I bought this book because
it puts side by side fatwas from the medieval period of Islam with modern fatwas
on the same topic – how Muslims should think and behave when their affairs are
under the control of un-Muslim or non-Muslim powers. I don’t know of any other
book that has done this. The fatwas are translated from Arabic as literally as
possible, and while this can sometimes make for hard reading, it is worth it to
know that the originals have not been ‘twisted’ to make a particular argument.

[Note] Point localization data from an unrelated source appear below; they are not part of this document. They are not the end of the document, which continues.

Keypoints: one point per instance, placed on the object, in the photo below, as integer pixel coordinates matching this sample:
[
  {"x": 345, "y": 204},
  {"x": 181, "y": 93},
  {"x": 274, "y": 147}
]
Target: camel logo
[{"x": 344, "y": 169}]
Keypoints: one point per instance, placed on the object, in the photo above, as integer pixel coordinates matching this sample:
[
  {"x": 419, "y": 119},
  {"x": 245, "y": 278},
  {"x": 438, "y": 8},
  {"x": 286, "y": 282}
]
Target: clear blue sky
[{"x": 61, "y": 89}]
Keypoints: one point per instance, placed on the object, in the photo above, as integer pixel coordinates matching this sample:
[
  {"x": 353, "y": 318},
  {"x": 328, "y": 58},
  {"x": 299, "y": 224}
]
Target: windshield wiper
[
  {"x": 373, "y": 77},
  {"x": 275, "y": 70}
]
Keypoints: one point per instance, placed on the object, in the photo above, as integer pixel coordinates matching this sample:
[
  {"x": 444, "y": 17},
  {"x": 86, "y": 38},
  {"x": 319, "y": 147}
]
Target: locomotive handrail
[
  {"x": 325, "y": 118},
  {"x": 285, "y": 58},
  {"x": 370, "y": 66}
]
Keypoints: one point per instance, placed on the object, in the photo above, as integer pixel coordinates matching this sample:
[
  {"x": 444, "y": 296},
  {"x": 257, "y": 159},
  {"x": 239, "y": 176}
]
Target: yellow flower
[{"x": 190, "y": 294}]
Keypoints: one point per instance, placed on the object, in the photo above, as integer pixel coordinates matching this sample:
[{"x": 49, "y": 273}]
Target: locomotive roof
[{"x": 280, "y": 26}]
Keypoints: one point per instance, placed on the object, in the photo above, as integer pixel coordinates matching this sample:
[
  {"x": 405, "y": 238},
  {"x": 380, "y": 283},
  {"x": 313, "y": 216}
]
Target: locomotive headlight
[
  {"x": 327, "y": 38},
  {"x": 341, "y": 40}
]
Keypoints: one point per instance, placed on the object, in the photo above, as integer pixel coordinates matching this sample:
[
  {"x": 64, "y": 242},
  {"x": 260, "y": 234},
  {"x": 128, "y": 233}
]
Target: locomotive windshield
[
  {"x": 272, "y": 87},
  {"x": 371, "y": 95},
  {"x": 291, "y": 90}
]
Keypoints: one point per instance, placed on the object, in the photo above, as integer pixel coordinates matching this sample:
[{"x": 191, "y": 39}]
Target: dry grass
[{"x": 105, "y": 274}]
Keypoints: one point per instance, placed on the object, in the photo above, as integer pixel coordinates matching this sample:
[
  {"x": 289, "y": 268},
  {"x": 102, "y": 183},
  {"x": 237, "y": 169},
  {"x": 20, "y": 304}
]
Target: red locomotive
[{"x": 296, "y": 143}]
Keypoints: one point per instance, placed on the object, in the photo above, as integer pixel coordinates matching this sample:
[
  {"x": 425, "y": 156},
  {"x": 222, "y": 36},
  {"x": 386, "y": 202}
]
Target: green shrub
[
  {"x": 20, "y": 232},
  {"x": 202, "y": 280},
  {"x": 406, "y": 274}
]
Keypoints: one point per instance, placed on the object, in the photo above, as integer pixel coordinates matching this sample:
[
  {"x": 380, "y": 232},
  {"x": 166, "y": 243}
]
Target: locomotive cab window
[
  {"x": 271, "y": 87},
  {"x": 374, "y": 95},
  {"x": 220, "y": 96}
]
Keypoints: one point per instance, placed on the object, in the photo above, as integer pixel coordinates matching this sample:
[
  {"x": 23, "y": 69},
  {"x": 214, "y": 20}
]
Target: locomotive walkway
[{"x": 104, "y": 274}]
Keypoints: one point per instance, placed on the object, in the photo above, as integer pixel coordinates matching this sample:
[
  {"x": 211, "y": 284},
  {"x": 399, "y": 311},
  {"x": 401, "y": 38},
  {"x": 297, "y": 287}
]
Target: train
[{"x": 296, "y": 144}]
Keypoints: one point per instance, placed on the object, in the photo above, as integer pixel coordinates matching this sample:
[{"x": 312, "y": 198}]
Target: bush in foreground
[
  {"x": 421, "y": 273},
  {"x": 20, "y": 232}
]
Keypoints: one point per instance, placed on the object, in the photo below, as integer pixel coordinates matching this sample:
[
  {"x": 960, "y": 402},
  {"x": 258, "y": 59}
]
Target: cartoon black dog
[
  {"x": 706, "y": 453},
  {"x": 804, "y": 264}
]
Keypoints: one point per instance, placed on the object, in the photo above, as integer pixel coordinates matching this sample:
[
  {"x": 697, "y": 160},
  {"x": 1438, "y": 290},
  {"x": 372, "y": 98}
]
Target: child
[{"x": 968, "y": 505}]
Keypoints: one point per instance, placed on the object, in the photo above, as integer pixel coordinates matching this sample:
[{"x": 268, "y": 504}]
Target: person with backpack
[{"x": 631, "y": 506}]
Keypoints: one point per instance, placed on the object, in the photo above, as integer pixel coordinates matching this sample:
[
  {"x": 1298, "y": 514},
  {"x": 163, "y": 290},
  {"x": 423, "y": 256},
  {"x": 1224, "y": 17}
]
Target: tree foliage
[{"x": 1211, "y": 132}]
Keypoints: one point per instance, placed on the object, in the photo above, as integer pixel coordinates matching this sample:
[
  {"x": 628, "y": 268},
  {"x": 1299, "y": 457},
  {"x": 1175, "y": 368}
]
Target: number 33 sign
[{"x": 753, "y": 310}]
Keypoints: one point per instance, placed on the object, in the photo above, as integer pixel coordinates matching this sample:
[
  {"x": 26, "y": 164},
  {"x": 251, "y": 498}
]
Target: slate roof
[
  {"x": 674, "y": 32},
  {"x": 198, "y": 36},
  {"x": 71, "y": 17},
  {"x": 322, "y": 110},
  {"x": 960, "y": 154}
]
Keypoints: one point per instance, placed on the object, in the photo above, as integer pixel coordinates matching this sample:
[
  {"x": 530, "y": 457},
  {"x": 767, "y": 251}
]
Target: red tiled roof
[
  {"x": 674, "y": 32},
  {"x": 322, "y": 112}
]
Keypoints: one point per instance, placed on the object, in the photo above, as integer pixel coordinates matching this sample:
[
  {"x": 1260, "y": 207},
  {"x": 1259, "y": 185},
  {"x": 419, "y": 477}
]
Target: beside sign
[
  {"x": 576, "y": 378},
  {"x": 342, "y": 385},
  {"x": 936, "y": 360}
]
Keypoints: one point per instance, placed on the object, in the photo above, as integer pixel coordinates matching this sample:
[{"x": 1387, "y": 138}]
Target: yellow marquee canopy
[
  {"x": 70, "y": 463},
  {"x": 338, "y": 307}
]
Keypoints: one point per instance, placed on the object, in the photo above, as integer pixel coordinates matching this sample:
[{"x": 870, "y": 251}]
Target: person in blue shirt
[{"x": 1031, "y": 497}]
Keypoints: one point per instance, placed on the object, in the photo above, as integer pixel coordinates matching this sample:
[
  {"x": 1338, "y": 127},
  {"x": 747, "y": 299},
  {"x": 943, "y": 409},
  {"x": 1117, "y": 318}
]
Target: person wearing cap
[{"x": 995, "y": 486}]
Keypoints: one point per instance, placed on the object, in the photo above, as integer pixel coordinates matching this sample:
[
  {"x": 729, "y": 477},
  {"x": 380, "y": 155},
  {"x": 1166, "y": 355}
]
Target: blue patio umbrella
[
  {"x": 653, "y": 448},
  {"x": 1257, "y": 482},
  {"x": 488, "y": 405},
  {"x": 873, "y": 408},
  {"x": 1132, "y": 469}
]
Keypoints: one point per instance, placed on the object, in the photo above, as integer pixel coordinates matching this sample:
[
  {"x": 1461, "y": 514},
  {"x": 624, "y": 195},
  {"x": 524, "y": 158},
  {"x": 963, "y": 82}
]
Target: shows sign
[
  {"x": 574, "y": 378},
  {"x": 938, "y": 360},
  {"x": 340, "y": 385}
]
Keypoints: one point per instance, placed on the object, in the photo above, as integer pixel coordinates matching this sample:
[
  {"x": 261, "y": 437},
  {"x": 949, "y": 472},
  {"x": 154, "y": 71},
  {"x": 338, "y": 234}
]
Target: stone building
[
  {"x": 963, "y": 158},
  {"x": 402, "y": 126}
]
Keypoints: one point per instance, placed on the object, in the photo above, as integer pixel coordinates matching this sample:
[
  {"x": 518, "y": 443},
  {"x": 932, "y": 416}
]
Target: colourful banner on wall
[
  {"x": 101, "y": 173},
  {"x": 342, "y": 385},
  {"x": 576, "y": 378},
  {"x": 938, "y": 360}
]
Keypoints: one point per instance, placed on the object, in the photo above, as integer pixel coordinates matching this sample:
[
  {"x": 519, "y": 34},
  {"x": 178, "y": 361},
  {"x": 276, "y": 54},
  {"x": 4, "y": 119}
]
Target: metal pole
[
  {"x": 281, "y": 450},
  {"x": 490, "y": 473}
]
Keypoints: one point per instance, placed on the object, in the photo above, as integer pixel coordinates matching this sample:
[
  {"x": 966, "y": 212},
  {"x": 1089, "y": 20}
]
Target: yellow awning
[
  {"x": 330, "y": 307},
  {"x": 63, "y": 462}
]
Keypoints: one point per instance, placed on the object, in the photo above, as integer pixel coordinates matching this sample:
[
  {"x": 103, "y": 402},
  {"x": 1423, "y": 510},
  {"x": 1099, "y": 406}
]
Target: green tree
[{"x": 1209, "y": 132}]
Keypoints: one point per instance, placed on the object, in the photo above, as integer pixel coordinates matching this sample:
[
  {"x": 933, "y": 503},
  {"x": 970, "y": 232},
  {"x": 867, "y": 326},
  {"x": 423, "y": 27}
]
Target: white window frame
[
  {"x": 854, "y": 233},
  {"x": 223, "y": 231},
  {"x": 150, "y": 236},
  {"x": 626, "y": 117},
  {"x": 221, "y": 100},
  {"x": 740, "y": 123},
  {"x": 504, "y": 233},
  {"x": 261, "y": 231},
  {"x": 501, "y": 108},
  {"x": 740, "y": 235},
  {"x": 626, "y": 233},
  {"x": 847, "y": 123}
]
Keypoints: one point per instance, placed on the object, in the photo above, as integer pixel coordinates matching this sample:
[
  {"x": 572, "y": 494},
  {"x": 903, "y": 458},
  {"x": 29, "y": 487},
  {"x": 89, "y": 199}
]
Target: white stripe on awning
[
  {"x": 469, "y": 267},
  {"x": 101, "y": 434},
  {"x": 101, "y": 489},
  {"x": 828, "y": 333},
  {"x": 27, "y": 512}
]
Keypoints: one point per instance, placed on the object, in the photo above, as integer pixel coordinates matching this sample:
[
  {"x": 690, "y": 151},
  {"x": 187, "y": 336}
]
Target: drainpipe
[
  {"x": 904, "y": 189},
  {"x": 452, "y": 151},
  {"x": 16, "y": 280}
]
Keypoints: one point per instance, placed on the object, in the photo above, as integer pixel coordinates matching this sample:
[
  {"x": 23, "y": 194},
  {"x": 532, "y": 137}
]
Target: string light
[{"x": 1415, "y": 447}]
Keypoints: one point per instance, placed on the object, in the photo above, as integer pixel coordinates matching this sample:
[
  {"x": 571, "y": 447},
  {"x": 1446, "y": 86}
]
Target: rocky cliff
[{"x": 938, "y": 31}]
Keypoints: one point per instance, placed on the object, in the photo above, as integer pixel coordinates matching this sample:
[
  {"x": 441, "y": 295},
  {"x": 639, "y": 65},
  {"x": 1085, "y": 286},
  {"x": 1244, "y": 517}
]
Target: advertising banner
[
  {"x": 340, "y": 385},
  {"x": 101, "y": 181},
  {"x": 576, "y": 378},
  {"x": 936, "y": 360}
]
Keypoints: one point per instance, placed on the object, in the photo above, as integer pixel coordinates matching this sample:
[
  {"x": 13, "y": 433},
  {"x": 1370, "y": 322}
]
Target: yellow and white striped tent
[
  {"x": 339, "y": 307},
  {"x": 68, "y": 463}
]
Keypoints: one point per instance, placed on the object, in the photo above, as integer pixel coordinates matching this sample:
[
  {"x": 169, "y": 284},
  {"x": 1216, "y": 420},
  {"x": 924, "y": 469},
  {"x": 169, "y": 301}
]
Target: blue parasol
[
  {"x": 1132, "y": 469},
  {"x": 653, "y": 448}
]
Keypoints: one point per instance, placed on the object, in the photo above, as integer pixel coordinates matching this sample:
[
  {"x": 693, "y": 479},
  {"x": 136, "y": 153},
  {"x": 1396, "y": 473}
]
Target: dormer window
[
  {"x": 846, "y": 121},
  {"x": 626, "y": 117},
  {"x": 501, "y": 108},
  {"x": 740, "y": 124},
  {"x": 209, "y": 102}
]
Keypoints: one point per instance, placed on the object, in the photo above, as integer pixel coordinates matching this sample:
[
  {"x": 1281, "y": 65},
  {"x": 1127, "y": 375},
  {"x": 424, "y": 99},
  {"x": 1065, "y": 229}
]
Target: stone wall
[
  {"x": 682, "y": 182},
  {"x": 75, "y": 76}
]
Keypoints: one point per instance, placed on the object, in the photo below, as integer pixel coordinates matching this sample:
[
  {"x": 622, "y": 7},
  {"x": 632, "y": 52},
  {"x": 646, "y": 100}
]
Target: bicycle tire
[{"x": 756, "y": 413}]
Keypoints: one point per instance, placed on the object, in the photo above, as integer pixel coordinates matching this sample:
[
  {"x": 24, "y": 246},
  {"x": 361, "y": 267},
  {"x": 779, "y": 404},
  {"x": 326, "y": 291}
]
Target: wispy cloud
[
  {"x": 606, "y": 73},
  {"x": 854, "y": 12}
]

We often hear muslims saying that Islam is a ‘religion of peace’. Having
read this book, I can accept that those are not just handy soundbites for
politicians wanting to keep people calm. The classical Islamic position does not
see Islam as a political identity; it does not require that Muslims must live
under an Islamic ‘political order’ or ‘state’ or ‘government’. Only the modern
militants demand that. The medieval scholar Ibn Taymiyya speaks for the
classical position; the modern militants (who misread Ibn Taymiyya) speak for
the agressively, narrowly politicised Islam so much in the news these days. The
Introduction before the translations explains the context for the fatwas, and
how Ibn Taymiyya has been misread.

The notes on the life of Ibn Taymiyya
tacked on at the end make it clear that he was no ‘moderate’. He was a fighter,
an activist, always in the public eye. But he never preached or practised
rebellion or the use of violence against the powers he criticised. He used words
and argument, and went to prison for it, and died what we would now call a
‘prisoner of conscience’ — not a rebel or traitor.

I have to say the
book is very much an Oxford professor’s take on the topic. So it has a lot of
footnotes, some very long, plus a long bibliography and very detailed indexes.
That may put some readers off. I hope it doesn’t. The meaning and message of the
book is one that needs to reach a lot of people, especially angry young Muslims
in the West who are getting madder by the day, as their fellow-Muslims in the
Middle East and elsewhere get a hammering from ‘the civilised world’. For
Muslims living in the West the orthodox Muslim way to fight that crazy policy is
not the way of the wannabe terrorists.